With that data in hand and a plan to launch with 10 program assets, Berry said Flagship immediately sought a leader who could guide this new company. GlaxoSmithKline veteran Paul-Peter Tak was tapped to serve as chief executive officer of the new company. Speaking from France, Tak said the opportunity to lead Kintai and drive its science was too compelling to pass up. He told BioSpace that he has had a long-standing interest in the gut microbiome and its relationship to the rest of the body. He said the company is poised to produce new gastrointestinal biology that will be transformational to patients as the company leverages the interconnectivity of gastrointestinal biology, the microbiota, immune cells, and neurons that Tak said will enable precision control with proprietary small molecules.

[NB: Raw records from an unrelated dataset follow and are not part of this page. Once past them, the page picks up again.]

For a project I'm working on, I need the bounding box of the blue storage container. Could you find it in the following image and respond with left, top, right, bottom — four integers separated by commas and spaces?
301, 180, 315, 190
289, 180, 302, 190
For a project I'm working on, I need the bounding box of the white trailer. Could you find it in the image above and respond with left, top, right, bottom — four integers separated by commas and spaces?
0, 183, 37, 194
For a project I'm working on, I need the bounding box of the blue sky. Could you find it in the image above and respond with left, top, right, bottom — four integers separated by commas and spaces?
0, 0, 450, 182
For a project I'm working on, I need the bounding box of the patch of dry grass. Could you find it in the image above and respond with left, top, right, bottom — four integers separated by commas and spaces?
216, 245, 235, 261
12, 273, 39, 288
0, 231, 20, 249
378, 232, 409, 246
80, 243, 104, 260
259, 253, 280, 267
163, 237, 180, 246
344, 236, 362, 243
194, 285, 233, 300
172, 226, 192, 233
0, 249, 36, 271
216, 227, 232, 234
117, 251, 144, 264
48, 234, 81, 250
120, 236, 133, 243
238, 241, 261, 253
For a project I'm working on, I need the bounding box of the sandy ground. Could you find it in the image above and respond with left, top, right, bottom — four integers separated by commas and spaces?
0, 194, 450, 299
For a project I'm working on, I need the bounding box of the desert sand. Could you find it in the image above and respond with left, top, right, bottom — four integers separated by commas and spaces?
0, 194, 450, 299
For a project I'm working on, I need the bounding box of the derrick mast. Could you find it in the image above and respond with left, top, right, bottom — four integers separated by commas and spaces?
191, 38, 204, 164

There is a possibility, Tak said, that the relationship between the gut and the brain could lead to the development of neurological medications that do not need to pass the blood-brain barrier. He said what Kintai is doing is generating “a lot of exciting and new biology.”
The first wave of medicines being developed by Kintai is expected to enter the clinic next year, Tak said. The 10 pipeline programs are aimed across autoimmune, metabolic, neurologic and cancer indications, including initiatives in ulcerative colitis, chronic kidney disease, NASH, metabolic syndrome and multiple sclerosis.
As Kintai moves forward through the remaining months of 2019, Tak has several milestones he would like to hit. In addition to “driving the science,” he said he will build external collaborations with academic institutions, something he did while at GSK. Also, the will “invest in the company culture and focus on the science,” as well as experimental and transformational medicine. Tak also said he plans to bring on a strong leadership team who will help drive the pipeline into the clinic.
“We believe that our discovery engine will continue to feed the pipeline,” Tak said. He added that as they currently see things, Kintai’s engine can push forward new discoveries from the pipeline every year for multiple years.
“What we do is fundamentally different than what people have done in the past. That includes the integrated approach. We are uniquely focused on developing the medication for the enteric network which is the command center (for immune cells),” he said.